BEDRİ RAHMİ EYÜBOĞLU
İstanbul Devlet Güzel Sanatlar Akademisinde başlayıp Paris’te sürdürdüğü resim öğreniminin ardından yurda dönmüş ve yaşamı boyunca Güzel Sanatlar Akademisinde ders vermiştir. Özellikle El Baskı Yazmacılık, gravür, seramik, heykel, vitray, mozaik, hat, serigrafi, litografi gibi birçok formlarda eserler üreten sanatçı, geleneksel süsleme ve halk el sanatlarında seçtiği motifleri yapıtlarında Batı’nın teknikleriyle birleştirerek kullandı. Şiirlerinde de halk kaynağından beslendi; masallardan, söylencelerden, türkülerden yararlanarak, doğa tutkusunu, insan sevgisini, yaşama sevincini, toplumsal sorunları yansıttı.

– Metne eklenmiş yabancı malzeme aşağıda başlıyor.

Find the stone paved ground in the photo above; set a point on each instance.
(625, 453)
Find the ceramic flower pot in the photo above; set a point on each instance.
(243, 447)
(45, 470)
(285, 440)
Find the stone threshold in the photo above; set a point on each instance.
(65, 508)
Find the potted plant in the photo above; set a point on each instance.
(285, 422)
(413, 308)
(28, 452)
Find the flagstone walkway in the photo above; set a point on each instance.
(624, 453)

Trabzon Lisesi’nde okurken öğretmeni Zeki Kocamemi ile resme başlayan (Ali Bedrettin) Bedri Rahmi Eyüboğlu ağabeyi Sabahattin Eyüboğlu’nun Paris’ten gönderdiği resim kitaplarıyla resme olan ilgisi ve bilgisi arttı. 1929’da girdiği Devlet Güzel Sanatlar Akademisi’nde Nazmi Ziya Güran ve İbrahim Çallı’nın öğrencisi oldu. 1931’de okulu bitirmeden Fransızcasını ilerletmek için ağabeyinin yanına Paris’e gitti. Sanat tarihi ile ilgilendi, Romantiklerden post-izlenimci sanatçılardan kopyalar yapan sanatçı Cézanne’dan etkilendi.

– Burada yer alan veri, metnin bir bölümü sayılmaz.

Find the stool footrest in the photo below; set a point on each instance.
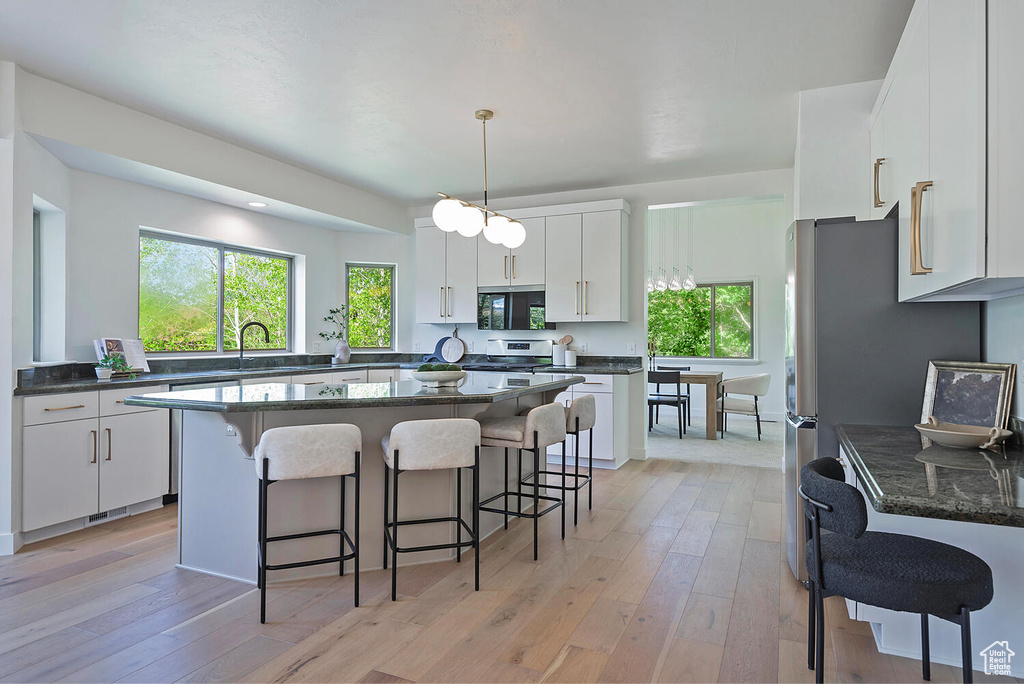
(555, 503)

Aynı zamanda şair olan Eyüboğlu, 1933’ den başlayarak Yeditepe, Ses, Güney, İnsan, İnkılapçı Gençlik ve Varlık dergilerinde şiirlerini, resim, desen ve deneme yazılarını yayımladı. Çok sayıda şiir kitabı, deneme ve sanat kitapları yazdı. Halk edebiyatından, etkilenen sanatçı, bu etkileri resimlerine de taşıdı. Yazma, gravür, seramik, heykel, vitray, mozaik, hat, serigrafi, litografi gibi birçok teknik ve biçimde yapıtlar üretti, geleneksel süsleme ve halk el sanatlarıyla aldığı Batı eğitimini birleştirdi ve dönemin Doğu-Batı sentezi anlayışına bağlandı.

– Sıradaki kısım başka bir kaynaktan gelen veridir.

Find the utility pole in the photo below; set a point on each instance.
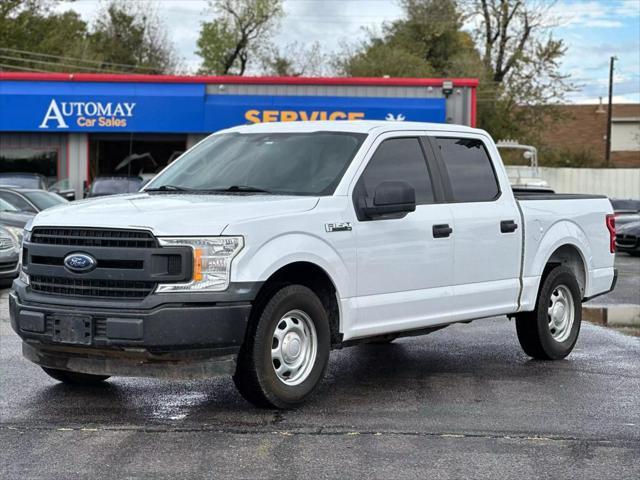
(607, 153)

Anadolu ve kültürünü daha yakından tanımak amacıyla başlattıkları Mavi Anadolu yolculukları eksenindeki hümanizma anlayışı ve kültür tarihi yorumu, yapıtlarının ana fikrini oluşturur. Anadolu kilimleri, İslam kaligrafisi, Bizans mozaikleri gibi verilerden de etkilenerek bireşim kültürü temelli yapıtlar yaratan sanatçı 1950’ li yıllarda dönemin non-figüratif/soyut anlayışına uygun işler de üretti.
NURİ İYEM
İlk dönemlerinde duygusal bir realizm yolunda yürüyen sanatçı, kübizm ve soyut geometrik alanlarda geniş ve başarılı araştırmalarda bulunmuştur. Kendine özgü stili ve kişiliği içinde figüratif alanda doyurucu eserler veren sanatçı, kendi kuşağının en güçlü ressamlarından biridir.